3. Patient and Advocate Input Must Be Incorporated When Defining “Clinically Meaningful Harm”

The draft guidance directs sponsors to pre-specify thresholds for “clinically relevant harm” but provides no mechanism for incorporating patient perspectives into these determinations.

NBCC believes this is a critical omission. What constitutes an acceptable degree of harm or uncertainty must reflect patient and advocate input, not purely statistical convention. Acceptability of risk depends on disease context, treatment goals, and quality-of-life trade-offs—dimensions best understood through direct engagement with patients and advocates.

Recommendation:

• FDA should require sponsors to obtain and document patient and advocate input when defining harm thresholds, including hazard-ratio cut-offs and acceptable uncertainty levels, to ensure that harm assessments reflect patient values and preferences.

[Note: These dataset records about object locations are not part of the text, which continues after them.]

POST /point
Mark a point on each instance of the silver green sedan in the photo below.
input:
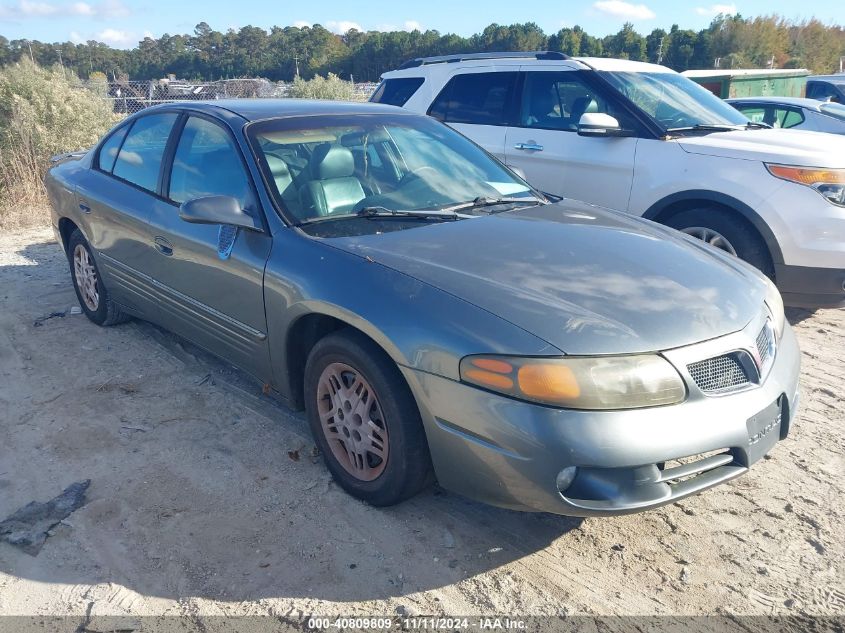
(434, 314)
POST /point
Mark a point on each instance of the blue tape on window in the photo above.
(226, 236)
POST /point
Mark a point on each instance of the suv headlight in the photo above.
(600, 382)
(775, 304)
(828, 182)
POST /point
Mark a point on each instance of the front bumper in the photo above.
(806, 287)
(509, 453)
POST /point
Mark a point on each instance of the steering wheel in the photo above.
(416, 174)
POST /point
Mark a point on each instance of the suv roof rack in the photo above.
(460, 57)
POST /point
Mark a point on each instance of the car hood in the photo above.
(584, 279)
(791, 147)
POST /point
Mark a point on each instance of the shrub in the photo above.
(42, 112)
(331, 87)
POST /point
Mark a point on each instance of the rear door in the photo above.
(545, 144)
(117, 197)
(479, 103)
(213, 299)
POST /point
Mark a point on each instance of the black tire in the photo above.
(107, 312)
(408, 465)
(742, 235)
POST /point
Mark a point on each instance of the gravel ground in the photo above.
(205, 498)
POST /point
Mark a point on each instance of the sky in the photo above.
(122, 23)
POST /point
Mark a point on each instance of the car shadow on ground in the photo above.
(798, 315)
(201, 486)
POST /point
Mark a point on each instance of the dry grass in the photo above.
(42, 112)
(23, 199)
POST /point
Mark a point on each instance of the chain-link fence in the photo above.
(131, 96)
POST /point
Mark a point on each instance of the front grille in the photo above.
(718, 374)
(763, 342)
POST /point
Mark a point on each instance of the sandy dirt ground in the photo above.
(198, 505)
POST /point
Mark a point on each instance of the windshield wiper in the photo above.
(706, 127)
(384, 212)
(482, 201)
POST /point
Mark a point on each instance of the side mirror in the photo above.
(598, 124)
(223, 210)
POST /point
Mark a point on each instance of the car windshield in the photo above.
(368, 166)
(673, 101)
(836, 110)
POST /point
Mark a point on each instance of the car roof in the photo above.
(424, 66)
(269, 108)
(810, 104)
(834, 79)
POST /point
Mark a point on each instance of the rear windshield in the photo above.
(396, 91)
(836, 110)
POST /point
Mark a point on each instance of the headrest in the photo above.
(278, 167)
(332, 161)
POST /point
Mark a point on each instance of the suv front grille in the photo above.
(718, 374)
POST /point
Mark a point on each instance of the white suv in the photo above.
(642, 138)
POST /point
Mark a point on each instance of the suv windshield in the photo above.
(338, 166)
(673, 101)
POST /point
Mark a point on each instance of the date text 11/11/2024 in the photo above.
(416, 623)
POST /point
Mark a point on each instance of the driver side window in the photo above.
(557, 100)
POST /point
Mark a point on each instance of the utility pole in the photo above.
(660, 49)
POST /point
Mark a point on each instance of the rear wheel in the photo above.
(726, 231)
(365, 420)
(94, 297)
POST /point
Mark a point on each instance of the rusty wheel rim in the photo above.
(86, 277)
(352, 421)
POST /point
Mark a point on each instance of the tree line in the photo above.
(283, 52)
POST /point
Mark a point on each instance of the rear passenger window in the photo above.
(480, 98)
(109, 149)
(396, 91)
(207, 164)
(139, 160)
(789, 118)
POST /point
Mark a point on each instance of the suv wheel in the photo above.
(365, 420)
(725, 231)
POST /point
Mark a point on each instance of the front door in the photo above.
(116, 197)
(545, 143)
(210, 295)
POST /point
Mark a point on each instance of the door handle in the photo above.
(163, 246)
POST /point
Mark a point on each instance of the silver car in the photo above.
(793, 113)
(434, 315)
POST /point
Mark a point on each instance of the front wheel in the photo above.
(365, 420)
(94, 297)
(728, 232)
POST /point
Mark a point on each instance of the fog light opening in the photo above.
(565, 478)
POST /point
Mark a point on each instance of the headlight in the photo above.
(828, 182)
(601, 382)
(775, 304)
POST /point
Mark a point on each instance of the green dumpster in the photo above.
(779, 82)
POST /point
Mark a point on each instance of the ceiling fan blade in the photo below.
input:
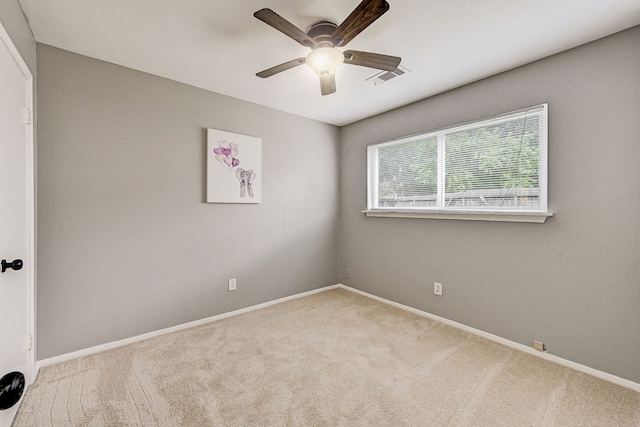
(362, 16)
(328, 84)
(271, 18)
(371, 60)
(280, 68)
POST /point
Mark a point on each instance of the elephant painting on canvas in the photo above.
(245, 177)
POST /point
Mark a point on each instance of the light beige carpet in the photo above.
(331, 359)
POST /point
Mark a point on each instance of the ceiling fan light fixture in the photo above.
(325, 60)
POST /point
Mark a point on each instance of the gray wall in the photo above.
(573, 282)
(126, 244)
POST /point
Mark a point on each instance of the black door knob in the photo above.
(11, 388)
(15, 265)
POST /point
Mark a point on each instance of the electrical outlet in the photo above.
(437, 288)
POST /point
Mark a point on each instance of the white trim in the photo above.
(467, 216)
(115, 344)
(28, 77)
(530, 350)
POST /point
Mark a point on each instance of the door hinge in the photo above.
(27, 116)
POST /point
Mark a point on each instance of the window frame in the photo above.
(537, 214)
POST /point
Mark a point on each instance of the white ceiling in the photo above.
(219, 46)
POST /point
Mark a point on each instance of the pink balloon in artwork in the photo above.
(227, 153)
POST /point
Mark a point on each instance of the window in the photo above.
(496, 166)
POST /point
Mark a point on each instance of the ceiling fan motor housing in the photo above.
(321, 32)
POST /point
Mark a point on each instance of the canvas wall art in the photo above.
(234, 167)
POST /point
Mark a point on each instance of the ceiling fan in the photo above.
(324, 38)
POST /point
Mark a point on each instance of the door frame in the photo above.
(29, 119)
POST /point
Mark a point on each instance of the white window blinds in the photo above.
(496, 164)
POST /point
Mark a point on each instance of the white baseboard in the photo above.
(530, 350)
(115, 344)
(555, 359)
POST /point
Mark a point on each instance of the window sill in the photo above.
(533, 217)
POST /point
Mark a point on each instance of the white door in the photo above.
(16, 221)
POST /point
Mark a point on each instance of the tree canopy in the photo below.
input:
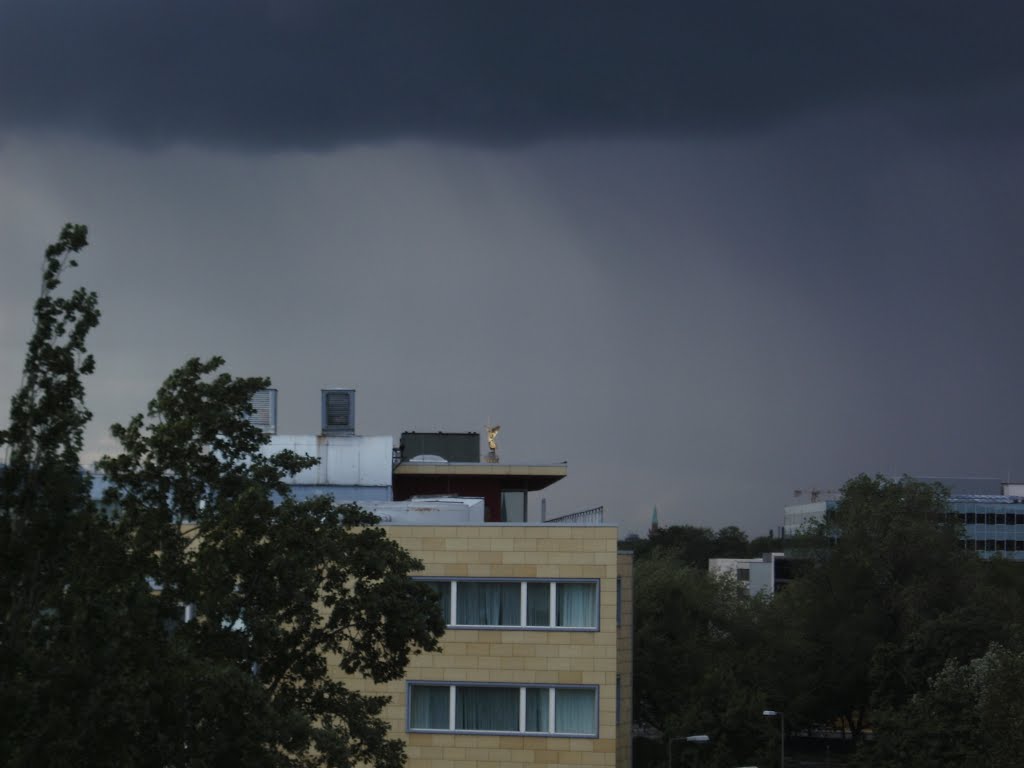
(201, 615)
(882, 627)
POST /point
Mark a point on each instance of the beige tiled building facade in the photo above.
(536, 666)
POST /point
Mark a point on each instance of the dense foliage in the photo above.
(888, 622)
(202, 615)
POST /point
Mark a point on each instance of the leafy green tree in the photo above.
(887, 602)
(275, 590)
(970, 715)
(697, 658)
(72, 611)
(204, 616)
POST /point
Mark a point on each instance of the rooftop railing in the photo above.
(584, 517)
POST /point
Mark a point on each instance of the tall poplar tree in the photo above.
(201, 615)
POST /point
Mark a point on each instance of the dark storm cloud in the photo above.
(318, 74)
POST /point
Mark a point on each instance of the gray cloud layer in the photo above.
(273, 74)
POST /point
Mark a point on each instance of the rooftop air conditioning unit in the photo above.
(338, 411)
(264, 402)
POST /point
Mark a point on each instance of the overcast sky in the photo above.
(707, 253)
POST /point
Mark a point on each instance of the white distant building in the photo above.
(759, 573)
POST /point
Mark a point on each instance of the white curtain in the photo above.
(429, 707)
(577, 605)
(443, 590)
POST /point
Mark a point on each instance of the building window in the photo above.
(513, 506)
(526, 604)
(562, 711)
(487, 603)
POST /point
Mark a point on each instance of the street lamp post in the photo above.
(781, 733)
(699, 738)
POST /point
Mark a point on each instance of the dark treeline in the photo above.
(893, 647)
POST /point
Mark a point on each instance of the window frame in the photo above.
(552, 690)
(552, 625)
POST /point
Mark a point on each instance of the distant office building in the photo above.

4. Strengthen Guidance on Use of Surrogate Endpoints

While the guidance acknowledges instances where surrogate endpoints (e.g., PFS, MRD, response rate) have failed to align with OS, it does not go far enough in discouraging their overuse.

NBCC has repeatedly called attention to the problem of uninformative trials and approvals based on unvalidated surrogates that do not translate into better survival or quality of life. The final guidance should make explicit that surrogate endpoints may justify accelerated approval but cannot substitute for OS in traditional approval decisions without robust validation.

Recommendation:

• FDA should include clear language discouraging reliance on unvalidated surrogate endpoints for full approval and requiring verification of meaningful overall survival benefit or patient-reported outcome benefit as confirmatory evidence.

5. Embed Patient Engagement Throughout Trial Design and Analysis Planning

The guidance is written exclusively from a sponsor-statistician perspective. It omits reference to the role of trained patient advocates in shaping the statistical analysis plan (SAP), endpoint prioritization, or harm assessment.

This omission conflicts with the spirit of the 21st Century Cures Act and FDA’s Patient-Focused Drug Development (PFDD) framework. Trained patient advocates must have a meaningful role in defining outcomes that matter to patients, interpreting risk, and determining whether observed differences in OS are clinically meaningful.

Recommendation:

• FDA should explicitly recommend that trained patient advocates who represent a patient constituency participate in trial design, endpoint selection, and statistical analysis planning to ensure that endpoints, harm thresholds, and analytic assumptions reflect patient priorities.

Conclusion

NBCC supports FDA’s commitment to strengthening oncology trial evaluation and to ensuring that new drugs provide real, measurable benefit to patients. However, to achieve a truly patient-centered regulatory framework, the final guidance should include our above-described recommendations.

By adopting these recommendations, FDA will strengthen scientific credibility while ensuring that oncology research and drug approvals remain ethically grounded and centered on the outcomes that matter most to patients: living longer and living better.